To avoid repeated pairs and to join every contexts with pair in common, `aggregateContexts` function is essential:
* `relations` - data frame with the pairs of named entities and the extracted contexts
The returned data frame, with the same attributes as the argument, has distinct pairs and a list with every contexts for each pair.
## CLUSTERING
Picking named entity pairs and respective contexts, pair clustering can be executed with `defineClustering`:
* `pair.contexts` - data frame with named entity pairs and lists of contexts
* `weight.type` - term weighting (`"TF/IDF"` by default) (try `help(DocumentTermMatrix)` to know another options)
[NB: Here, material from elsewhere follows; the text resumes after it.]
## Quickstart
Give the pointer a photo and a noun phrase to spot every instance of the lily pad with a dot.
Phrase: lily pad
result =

* `distance.measure` - measure (`"euclidean"` by default) to use on `dist` function (try `help(dist)` to know another options)
* `dist.args` - list of arguments (empty by default) to use on `dist` function (try `help(dist)` to know the arguments)
* `algorithm.type` - clustering algorithm to use where the possibilities are `"hierarchical"` and `"k-means"` (being this one by default)
* `hclust.args` - list of arguments (`list(method="ward.D")` by default) to use on `hclust` function (try `help(hclust)` to know the arguments)
* `kmeans.args` - list of arguments (`list(algorithm="Lloyd")` by default) to use on `kmeans` function (try `help(kmeans)` to know the arguments)
* `cluster.percentage` - number of clusters required based on the proportion of pairs (`0.1` by default)
* `remove.stopwords` - stopwords are removed on corpus mapping (where `use.stemming` and `exceptions` parameters also are used) if it is allowed (`TRUE` by default)
* `words.number` - number of the most frequent words from each cluster that are used as labels (`1` by default)
The obtained data frame has `entity1.name`, `entity2.name`, `cluster.key` and `semantic.label`. This attributes correspond to the left and right elements from clustered pairs, the numbers of clusters where pairs are assigned and the labels that distinguish semantic relations between pairs.
## EVALUATION
After pairs be clustered, it is possible to evaluate the result by F1. Using `evaluateClustering`, it is necessary to give values for the arguments:
* `clusters` - data frame with named entity pairs (`entity1.name` and `entity2.name`), identifications of respective clusters (`cluster.key`) and the word sets that characterize semantic relations (`semantic.label`)
* `must.link` - vectors with strings of constraint pairs, where elements are named entity pairs and it could share the same cluster. The named entity strings of each pair element should be disposed, where left element is followed by right element like on `clusters` data frame. Both elements also should be followed.
* `cannot.link` - vectors with strings of constraint pairs, where elements are named entity pairs and it couldn't share the same cluster. The named entity strings of each pair element should be disposed, where left element is followed by right element like on `clusters` data frame. Both elements also should be followed.
* `logging` - if `TRUE`, constraint pairs, respective alerts of matching and values of precision/recall/F1 are showed. Otherwise, nothing is showed.
A value of double type with F1 score is returned.